A Premium Symbol
A changing of the guard can be a good time to revamp your direct-mail packages. When Covenant House International brought a new president on board in fall 2003, it needed to change its acquisition packages, which contained a letter signed by the previous president.
The international childcare agency took this opportunity to test a few other ideas in its Spanish-language acqui-sition campaign — namely the premium it was using.
“We came up with five possibilities and mailed them out in roughly equal quantities,” says Joan H. Smyth Dengler, vice president of direct response at Covenant House.
And the winner is ...
The mailings were tested in November 2004 against an updated control. Mailed in a 4.75-inch-by-6.5-inch outer with President Patricia A. Cruise’s name above the return address, the control included a 6-inch-by-9-inch double-sided letter, a 4.25-inch-by-6-inch reply slip, a 3.5-inch-by-7-inch bounce-back on yellow paper, a BRE and a 3.5-inch-by-5.5-inch glossy insert on card stock that opens to reveal a silver cross and chain premium.
The two packages that performed best were identical to the prior control except for the premium. The winner garnered a 3.7 percent response in the test to the control’s 2.4 percent and included, instead of the silver cross and chain, a personalized key ring with the recipient’s first name and a picture of an angel.

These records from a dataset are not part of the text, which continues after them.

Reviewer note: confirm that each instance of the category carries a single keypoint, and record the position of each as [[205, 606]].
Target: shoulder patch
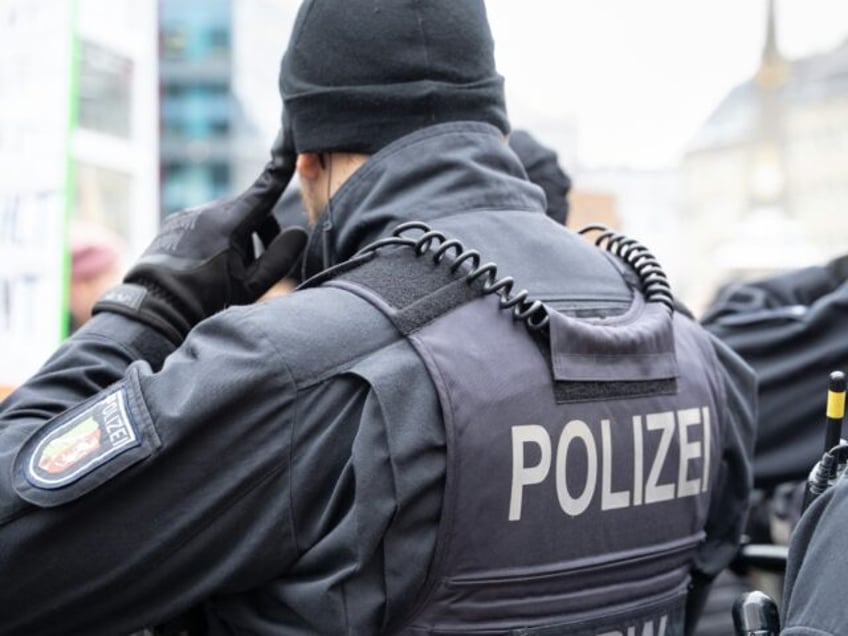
[[66, 452], [79, 450]]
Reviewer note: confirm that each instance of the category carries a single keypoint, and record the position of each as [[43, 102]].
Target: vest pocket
[[638, 593]]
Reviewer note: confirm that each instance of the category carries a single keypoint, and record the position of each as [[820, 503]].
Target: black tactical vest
[[580, 459]]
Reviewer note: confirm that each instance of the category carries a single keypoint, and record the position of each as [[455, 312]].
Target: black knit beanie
[[358, 74]]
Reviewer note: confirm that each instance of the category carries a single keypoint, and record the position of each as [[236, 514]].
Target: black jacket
[[254, 469]]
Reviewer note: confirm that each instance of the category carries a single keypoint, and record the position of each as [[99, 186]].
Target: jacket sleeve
[[124, 497], [814, 587], [732, 487]]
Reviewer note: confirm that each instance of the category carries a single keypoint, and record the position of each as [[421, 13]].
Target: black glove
[[204, 259]]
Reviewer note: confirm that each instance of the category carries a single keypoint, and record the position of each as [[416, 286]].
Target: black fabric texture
[[359, 74], [814, 588], [203, 260], [585, 391], [419, 289], [791, 330], [543, 169]]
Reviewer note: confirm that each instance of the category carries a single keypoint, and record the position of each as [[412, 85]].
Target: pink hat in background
[[94, 250]]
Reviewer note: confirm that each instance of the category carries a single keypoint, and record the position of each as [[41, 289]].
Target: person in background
[[790, 327], [97, 255], [468, 419]]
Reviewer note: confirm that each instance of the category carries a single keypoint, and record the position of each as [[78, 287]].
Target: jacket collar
[[434, 172]]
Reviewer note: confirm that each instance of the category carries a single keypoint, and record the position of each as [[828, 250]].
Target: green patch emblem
[[73, 448]]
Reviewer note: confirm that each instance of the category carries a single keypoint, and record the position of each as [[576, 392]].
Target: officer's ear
[[309, 166]]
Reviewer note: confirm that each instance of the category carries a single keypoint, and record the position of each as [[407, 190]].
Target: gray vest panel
[[579, 470]]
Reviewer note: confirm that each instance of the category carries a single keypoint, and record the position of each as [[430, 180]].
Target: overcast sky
[[635, 79]]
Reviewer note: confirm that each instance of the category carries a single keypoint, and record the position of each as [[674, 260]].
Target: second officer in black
[[481, 423]]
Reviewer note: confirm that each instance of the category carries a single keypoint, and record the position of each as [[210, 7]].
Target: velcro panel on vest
[[415, 290], [592, 361]]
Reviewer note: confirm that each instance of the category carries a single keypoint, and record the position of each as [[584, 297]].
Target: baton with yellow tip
[[835, 409]]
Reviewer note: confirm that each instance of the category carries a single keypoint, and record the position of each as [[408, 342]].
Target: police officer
[[814, 590], [481, 423]]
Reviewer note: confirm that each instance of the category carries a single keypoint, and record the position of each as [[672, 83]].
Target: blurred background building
[[218, 65], [119, 112], [78, 140], [765, 180]]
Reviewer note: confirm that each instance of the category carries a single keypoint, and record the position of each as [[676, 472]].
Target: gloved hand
[[204, 259]]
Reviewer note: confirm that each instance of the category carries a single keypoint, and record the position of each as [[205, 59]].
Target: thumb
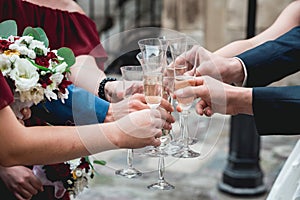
[[186, 92]]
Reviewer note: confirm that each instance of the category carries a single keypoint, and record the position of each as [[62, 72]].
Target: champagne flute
[[130, 74], [153, 61], [184, 72]]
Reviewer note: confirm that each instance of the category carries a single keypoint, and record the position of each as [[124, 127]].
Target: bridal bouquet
[[36, 73]]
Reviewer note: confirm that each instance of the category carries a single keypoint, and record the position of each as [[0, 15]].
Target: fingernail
[[178, 92]]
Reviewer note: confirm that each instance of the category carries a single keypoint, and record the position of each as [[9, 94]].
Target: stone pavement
[[194, 179]]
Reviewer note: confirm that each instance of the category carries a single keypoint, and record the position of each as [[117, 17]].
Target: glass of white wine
[[152, 58], [184, 71], [131, 75]]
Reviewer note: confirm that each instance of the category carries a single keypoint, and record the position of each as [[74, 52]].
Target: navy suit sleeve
[[274, 110], [273, 60], [81, 107]]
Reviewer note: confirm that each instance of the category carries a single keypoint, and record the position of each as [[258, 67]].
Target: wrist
[[102, 90], [109, 115], [238, 72], [244, 101]]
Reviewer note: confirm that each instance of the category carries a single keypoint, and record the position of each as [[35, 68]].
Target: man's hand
[[135, 103], [20, 181]]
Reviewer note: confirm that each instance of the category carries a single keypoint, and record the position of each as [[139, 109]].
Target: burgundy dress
[[63, 29]]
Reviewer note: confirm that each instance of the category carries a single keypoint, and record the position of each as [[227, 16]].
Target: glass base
[[180, 141], [186, 153], [156, 152], [129, 173], [161, 185]]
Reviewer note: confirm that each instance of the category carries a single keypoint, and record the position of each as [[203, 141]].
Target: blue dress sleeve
[[273, 60], [81, 107]]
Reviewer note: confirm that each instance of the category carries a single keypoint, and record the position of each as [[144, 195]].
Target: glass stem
[[129, 157], [161, 168], [185, 129], [181, 125]]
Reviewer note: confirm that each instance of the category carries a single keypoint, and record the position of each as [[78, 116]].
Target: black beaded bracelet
[[101, 91]]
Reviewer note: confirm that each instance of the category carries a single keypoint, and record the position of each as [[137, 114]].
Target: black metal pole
[[242, 174]]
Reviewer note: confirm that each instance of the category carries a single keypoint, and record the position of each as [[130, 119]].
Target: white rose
[[38, 44], [31, 54], [24, 74], [56, 78], [5, 64], [23, 50], [35, 95], [61, 68], [49, 93], [63, 96], [28, 39], [13, 47]]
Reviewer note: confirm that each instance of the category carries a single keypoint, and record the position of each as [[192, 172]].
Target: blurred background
[[212, 23]]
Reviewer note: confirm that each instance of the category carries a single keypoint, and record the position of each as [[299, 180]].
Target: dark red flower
[[84, 164], [51, 56], [4, 44], [55, 172], [43, 61], [45, 80], [63, 85]]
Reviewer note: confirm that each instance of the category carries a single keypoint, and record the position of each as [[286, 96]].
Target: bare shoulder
[[66, 5], [72, 6]]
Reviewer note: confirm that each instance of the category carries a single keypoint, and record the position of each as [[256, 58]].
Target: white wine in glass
[[182, 82], [153, 89], [185, 103]]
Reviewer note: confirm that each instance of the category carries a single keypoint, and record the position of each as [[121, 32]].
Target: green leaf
[[37, 33], [67, 54], [8, 28], [43, 36], [29, 31], [39, 66], [99, 162]]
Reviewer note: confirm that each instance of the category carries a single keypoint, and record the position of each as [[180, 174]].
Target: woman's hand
[[135, 103], [139, 129], [26, 112], [114, 94], [217, 97], [20, 181]]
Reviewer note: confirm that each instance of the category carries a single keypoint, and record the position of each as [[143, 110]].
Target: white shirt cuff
[[245, 73]]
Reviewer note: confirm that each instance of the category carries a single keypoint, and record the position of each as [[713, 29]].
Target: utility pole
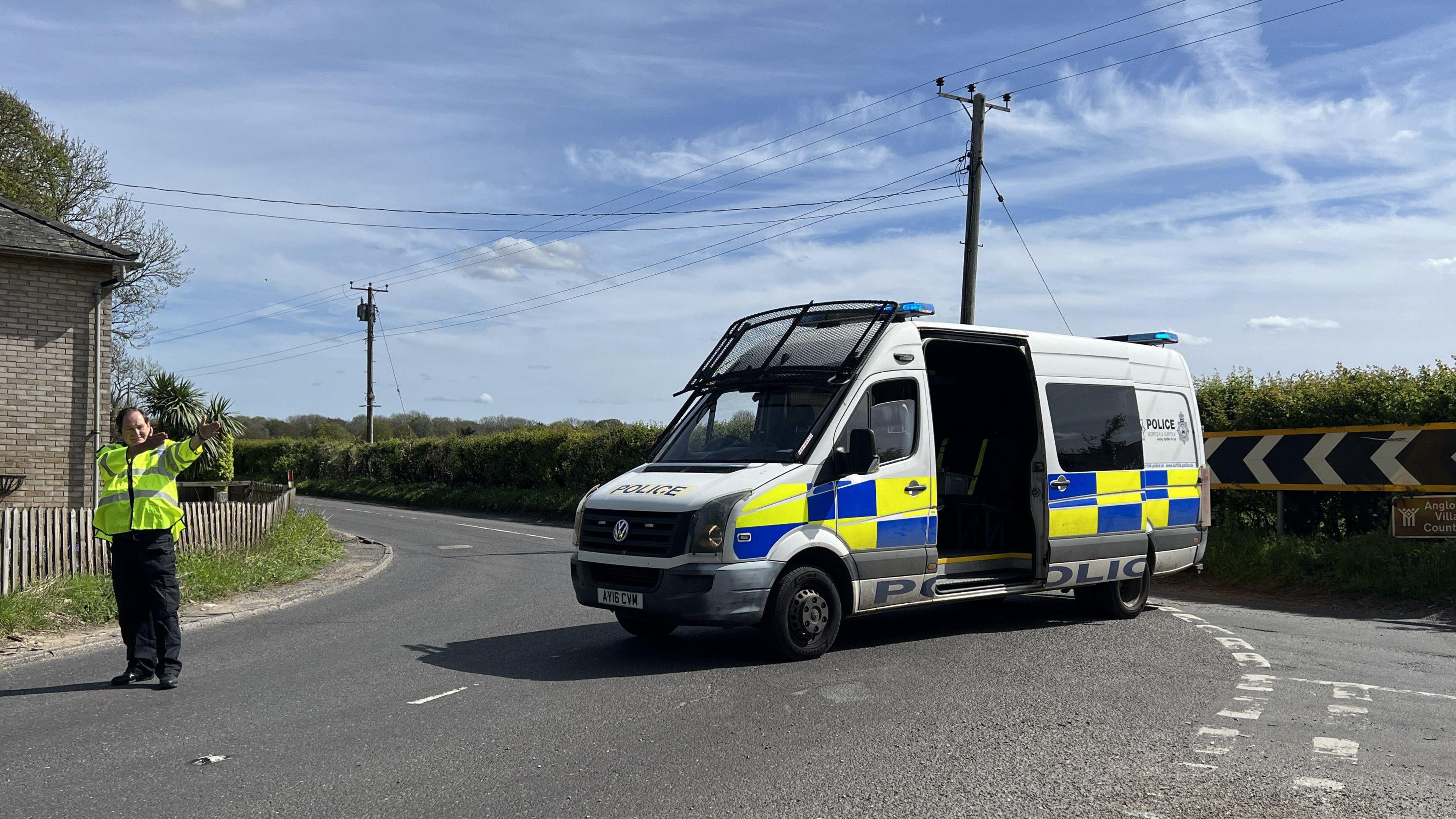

The key ring package mailed as the control for about a year until it was unseated in fall 2005 by a new test, a mailing sent in a 4.5-inch-by-8.5-inch outer with a 6.5-inch-by-9.75-inch double-sided letter, a BRE and 3.5-inch-by-7.25-inch reply with a taped-on premium — this time a chain with a silver cross inlaid with red and clear jewels. Now the new control, the “red jeweled cross” mailing, as Dengler calls it, nets an average response rate greater than 5 percent.